The Marble Slab Creamery was the first store in the center section of the Central District outdoor shopping center in Riverton on 11400 South and Bangerter Highway.

“We opened Oct. 4, 2007 and we are the only Marble Slab Creamery in Utah,” said owner Jeremy Pool, a 1997 Judge Memorial Catholic High School graduate. Pool owns the store with his wife, Mary Thorne Pool, a 1998 Judge Memorial graduate, who teaches 5th grade at Saint Andrew Elementary School. The Pools are members of St. Andrew Parish. In the last year they have been involved in catering wedding receptions, business parties and other parties. They offer a mobile sundae bar and have a miniature setup of what they have in the store.

Pool said they are open in the winter, although business is not as good. “We have a completely opposite sales pattern from traditional retail,” he said. “Our money-making season is in the summertime and theirs is during the Christmas holidays.”

What sets Marble Slab apart from other ice cream companies is everything is made in the store and it is part of a franchise which created the frozen slab concept. Marble Slab Creamery began in Houston, Texas in 1983. Today there are stores in 35 states, along with locations in Canada, Puerto Rico, and The United Arab Emirates.

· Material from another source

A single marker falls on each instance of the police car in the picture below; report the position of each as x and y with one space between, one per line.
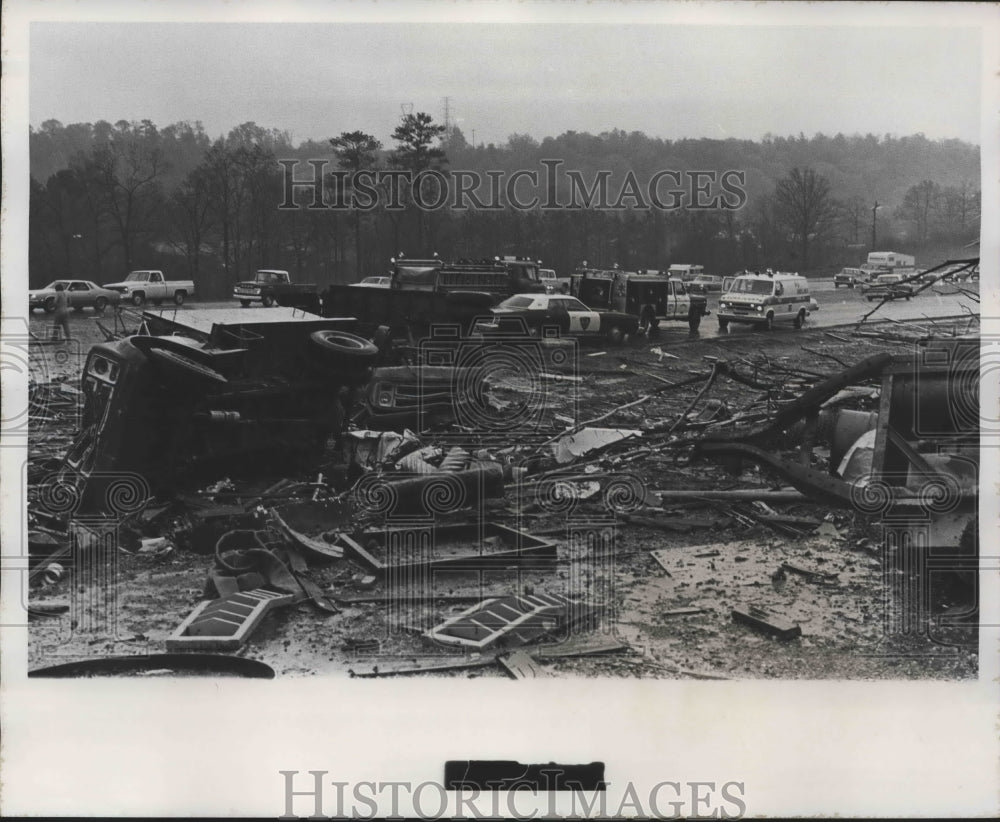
765 299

“Our base mix comes from a local dairy,” said Pool. “Instead of all of the mix for all of the Mable Slab stores across the country being made at one place, we all contract out to a local dairy. Our base mix does not have any artificial chemicals or preservatives in it. The dairy is contractually obligated to only sell to us, but when you go to any Marble Slab in the country, it is the same recipe.”

Pool said being the only franchise in Utah was difficult when he first opened because he didn’t have a supply and demand chain with which to compare sales numbers from other stores and he and his wife were basically taking a risk.

Pool gained his experience to go into business for himself by managing several Radio Shack stores for five years before going into real estate and business ownership.

“My background has always been in sales of some kind,” he said. “I always wanted to open my own business and I knew this shopping center was going to be up and coming. I got the idea for Marble Slab while on a family vacation in Florida when we stopped at a Marble Slab Creamery. I loved the ice cream and immediately got online to find out the history of the franchise. Liking a challenge, I contacted the corporate office and the rest is history. It’s been tough with the economy the way it is and I can work 80 or 90 hours a week, but looking back, I’d do it all over again.”